Boaters asked to give space, slow down to help pregnant orcas in J-Pod

Sep 15, 2021, 11:40 AM
J pod returns to the Puget Sound region in early September 2021. (Photo: David Haeckel)
(Photo: David Haeckel)

There’s happy news for the Southern Residents as three orcas in J-Pod are pregnant.

The whales appear to be in the later stages of the pregnancy as well, which means we could see new babies in the next several months.

Orcas return to Puget Sound, signal ‘remaining health to these waters’

While this is a good indication that the orcas are doing well and will hopefully be able to boost their numbers, it also represents some dangers. Orca mothers are at their most vulnerable during pregnancy and right after giving birth. Miscarriages and the loss of young calves is common, especially as the orcas battle starvation.

“Certainly the late stage is more energetically taxing for the animals than earlier stages are. And once the calf is born, that lactation stage also is really taxing,” explained Jessica Stocking with the Washington State Department of Fish and Wildlife (WDFW).

With that in mind, the WDFW is asking boaters to leave some extra room if they come across the orcas in the Sound. The law requires boats to stay 300 yards to the side and 400 yards in front or back of the orcas, but staying a half-nautical mile — about 1,000 yards — away would offer even more protection.

The law also requires boaters to go no faster than seven knots. Try to keep noise down as well, as engine noise can interfere with the orcas’ use of echolocation — critical for finding food.

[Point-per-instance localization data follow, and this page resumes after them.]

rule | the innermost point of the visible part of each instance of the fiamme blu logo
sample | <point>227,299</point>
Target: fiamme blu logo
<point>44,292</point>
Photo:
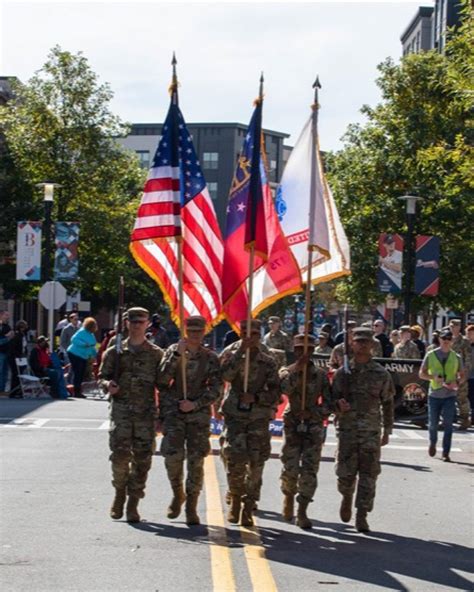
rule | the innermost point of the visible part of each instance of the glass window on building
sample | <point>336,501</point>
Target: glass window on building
<point>212,188</point>
<point>210,160</point>
<point>144,158</point>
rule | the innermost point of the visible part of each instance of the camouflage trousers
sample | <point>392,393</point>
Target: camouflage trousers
<point>185,438</point>
<point>131,441</point>
<point>247,446</point>
<point>358,455</point>
<point>300,455</point>
<point>463,402</point>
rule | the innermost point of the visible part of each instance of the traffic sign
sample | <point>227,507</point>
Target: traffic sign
<point>52,295</point>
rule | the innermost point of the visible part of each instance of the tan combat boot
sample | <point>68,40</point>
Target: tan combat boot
<point>192,518</point>
<point>288,507</point>
<point>174,509</point>
<point>132,509</point>
<point>233,515</point>
<point>116,510</point>
<point>345,511</point>
<point>302,519</point>
<point>361,521</point>
<point>247,510</point>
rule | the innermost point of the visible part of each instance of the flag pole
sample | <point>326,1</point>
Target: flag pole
<point>312,205</point>
<point>174,99</point>
<point>255,159</point>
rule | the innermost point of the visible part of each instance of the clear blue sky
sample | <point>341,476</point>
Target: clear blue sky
<point>221,49</point>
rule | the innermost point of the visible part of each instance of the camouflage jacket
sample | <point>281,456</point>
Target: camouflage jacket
<point>203,381</point>
<point>409,351</point>
<point>139,370</point>
<point>370,394</point>
<point>263,383</point>
<point>462,346</point>
<point>319,402</point>
<point>278,340</point>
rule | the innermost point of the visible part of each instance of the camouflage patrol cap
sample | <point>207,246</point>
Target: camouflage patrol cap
<point>298,341</point>
<point>195,323</point>
<point>274,319</point>
<point>137,313</point>
<point>362,334</point>
<point>255,325</point>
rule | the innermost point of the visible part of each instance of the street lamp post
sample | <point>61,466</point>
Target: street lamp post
<point>410,201</point>
<point>47,267</point>
<point>296,298</point>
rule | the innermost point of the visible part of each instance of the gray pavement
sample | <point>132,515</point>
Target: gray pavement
<point>56,534</point>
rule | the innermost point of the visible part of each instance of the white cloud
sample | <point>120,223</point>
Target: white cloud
<point>221,49</point>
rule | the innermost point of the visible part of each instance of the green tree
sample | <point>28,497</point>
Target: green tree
<point>59,127</point>
<point>416,141</point>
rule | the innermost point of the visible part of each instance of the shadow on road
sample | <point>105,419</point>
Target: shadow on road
<point>375,558</point>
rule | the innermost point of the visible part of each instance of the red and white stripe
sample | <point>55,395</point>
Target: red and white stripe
<point>160,223</point>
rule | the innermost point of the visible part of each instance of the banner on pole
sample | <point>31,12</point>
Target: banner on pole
<point>66,262</point>
<point>427,266</point>
<point>389,277</point>
<point>28,252</point>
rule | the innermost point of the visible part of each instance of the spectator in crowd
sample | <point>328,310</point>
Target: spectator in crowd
<point>340,336</point>
<point>394,339</point>
<point>6,334</point>
<point>156,333</point>
<point>416,335</point>
<point>82,349</point>
<point>230,337</point>
<point>67,333</point>
<point>42,366</point>
<point>379,333</point>
<point>17,348</point>
<point>323,347</point>
<point>327,328</point>
<point>406,349</point>
<point>434,341</point>
<point>470,336</point>
<point>443,368</point>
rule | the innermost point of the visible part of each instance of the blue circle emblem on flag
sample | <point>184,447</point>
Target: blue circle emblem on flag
<point>280,204</point>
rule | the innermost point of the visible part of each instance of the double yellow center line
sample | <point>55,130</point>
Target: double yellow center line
<point>221,562</point>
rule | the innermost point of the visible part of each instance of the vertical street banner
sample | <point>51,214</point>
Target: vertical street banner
<point>389,277</point>
<point>427,266</point>
<point>28,251</point>
<point>66,261</point>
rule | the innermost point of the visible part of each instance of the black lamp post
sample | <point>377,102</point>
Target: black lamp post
<point>410,201</point>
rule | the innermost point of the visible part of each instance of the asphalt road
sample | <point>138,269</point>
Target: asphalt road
<point>56,534</point>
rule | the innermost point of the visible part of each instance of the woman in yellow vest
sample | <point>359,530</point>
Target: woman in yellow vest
<point>443,368</point>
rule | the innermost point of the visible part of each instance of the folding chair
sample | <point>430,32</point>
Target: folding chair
<point>31,386</point>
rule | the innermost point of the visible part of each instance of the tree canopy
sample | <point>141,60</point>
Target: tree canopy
<point>59,128</point>
<point>417,141</point>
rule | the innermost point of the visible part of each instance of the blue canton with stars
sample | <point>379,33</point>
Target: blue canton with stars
<point>176,149</point>
<point>239,193</point>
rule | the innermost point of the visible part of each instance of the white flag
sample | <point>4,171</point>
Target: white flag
<point>312,219</point>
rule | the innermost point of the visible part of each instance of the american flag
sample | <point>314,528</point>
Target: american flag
<point>176,206</point>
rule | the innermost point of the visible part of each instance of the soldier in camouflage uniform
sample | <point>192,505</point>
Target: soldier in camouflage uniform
<point>406,349</point>
<point>369,388</point>
<point>247,443</point>
<point>462,346</point>
<point>323,347</point>
<point>132,412</point>
<point>276,338</point>
<point>303,430</point>
<point>337,355</point>
<point>185,418</point>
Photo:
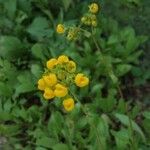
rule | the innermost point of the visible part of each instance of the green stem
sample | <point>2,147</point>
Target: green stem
<point>133,143</point>
<point>87,116</point>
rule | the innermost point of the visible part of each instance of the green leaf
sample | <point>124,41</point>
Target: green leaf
<point>146,114</point>
<point>66,4</point>
<point>125,120</point>
<point>36,70</point>
<point>60,146</point>
<point>8,130</point>
<point>5,89</point>
<point>122,69</point>
<point>39,28</point>
<point>11,47</point>
<point>46,142</point>
<point>25,83</point>
<point>10,6</point>
<point>113,39</point>
<point>38,51</point>
<point>121,138</point>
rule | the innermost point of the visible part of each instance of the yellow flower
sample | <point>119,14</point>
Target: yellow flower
<point>68,104</point>
<point>63,59</point>
<point>48,94</point>
<point>81,80</point>
<point>94,23</point>
<point>71,66</point>
<point>51,63</point>
<point>41,84</point>
<point>93,8</point>
<point>50,79</point>
<point>60,90</point>
<point>60,28</point>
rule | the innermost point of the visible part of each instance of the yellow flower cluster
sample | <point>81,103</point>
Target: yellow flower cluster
<point>60,28</point>
<point>60,74</point>
<point>93,8</point>
<point>90,18</point>
<point>73,33</point>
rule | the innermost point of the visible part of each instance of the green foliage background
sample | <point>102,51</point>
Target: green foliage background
<point>28,39</point>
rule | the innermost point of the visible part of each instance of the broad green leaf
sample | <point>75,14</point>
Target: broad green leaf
<point>10,6</point>
<point>39,28</point>
<point>11,47</point>
<point>5,90</point>
<point>60,146</point>
<point>113,39</point>
<point>125,120</point>
<point>25,83</point>
<point>45,142</point>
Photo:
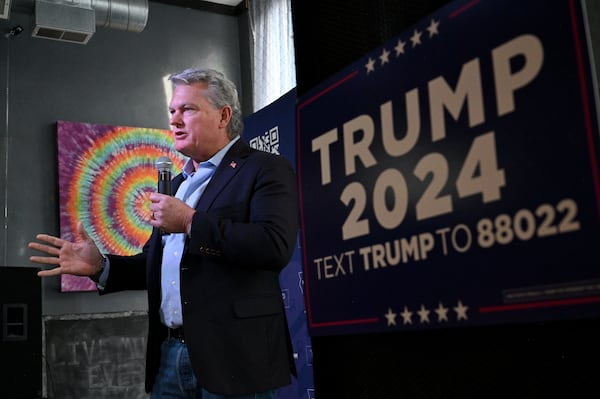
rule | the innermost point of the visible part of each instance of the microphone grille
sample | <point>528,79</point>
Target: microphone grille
<point>164,164</point>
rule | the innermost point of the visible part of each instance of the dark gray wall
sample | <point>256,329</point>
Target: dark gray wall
<point>117,78</point>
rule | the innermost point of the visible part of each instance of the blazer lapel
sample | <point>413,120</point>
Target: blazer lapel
<point>231,164</point>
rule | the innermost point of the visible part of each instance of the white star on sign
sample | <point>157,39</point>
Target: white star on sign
<point>442,312</point>
<point>370,65</point>
<point>432,28</point>
<point>424,314</point>
<point>406,316</point>
<point>416,38</point>
<point>461,311</point>
<point>391,317</point>
<point>384,57</point>
<point>400,47</point>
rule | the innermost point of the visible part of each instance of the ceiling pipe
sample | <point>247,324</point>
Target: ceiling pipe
<point>128,15</point>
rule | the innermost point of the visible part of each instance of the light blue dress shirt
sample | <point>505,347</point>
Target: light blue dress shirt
<point>189,191</point>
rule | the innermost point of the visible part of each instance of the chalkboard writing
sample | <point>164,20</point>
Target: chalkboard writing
<point>96,356</point>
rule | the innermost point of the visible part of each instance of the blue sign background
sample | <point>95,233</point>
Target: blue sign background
<point>489,217</point>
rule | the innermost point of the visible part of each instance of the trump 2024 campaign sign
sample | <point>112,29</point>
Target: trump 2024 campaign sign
<point>450,177</point>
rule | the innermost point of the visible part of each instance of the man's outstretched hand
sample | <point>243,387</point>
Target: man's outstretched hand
<point>80,258</point>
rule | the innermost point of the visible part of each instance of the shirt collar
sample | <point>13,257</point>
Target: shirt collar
<point>188,168</point>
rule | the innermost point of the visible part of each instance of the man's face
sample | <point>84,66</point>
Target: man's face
<point>199,129</point>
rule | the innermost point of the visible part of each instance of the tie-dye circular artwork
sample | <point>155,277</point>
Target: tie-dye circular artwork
<point>105,174</point>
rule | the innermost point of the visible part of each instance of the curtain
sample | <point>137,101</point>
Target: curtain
<point>273,64</point>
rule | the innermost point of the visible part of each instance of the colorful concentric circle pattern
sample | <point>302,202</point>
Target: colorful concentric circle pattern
<point>105,175</point>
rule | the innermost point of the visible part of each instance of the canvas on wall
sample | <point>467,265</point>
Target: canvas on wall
<point>105,174</point>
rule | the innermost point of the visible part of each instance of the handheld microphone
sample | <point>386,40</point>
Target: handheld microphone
<point>164,166</point>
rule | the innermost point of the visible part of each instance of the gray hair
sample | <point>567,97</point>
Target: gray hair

“We ask that boaters give the whales a little extra space,” Stocking said. “If there’s more than one boat, certainly backing off a little farther, and slowing down around the whales is really important as well because the noise can make it harder for them to forage.”

The Southern Resident population is at just 74, the lowest its been in decades. Even though the orcas are starting to find more food and look a little healthier, it will still take many years — and much diligence from us — to get their numbers back up.

“It’ll take a while for the population to rebound — it’s just a slow trajectory,” Stocking noted. “Even as we’re doing what we can right now, we’ll need a while before we see really meaningful results.”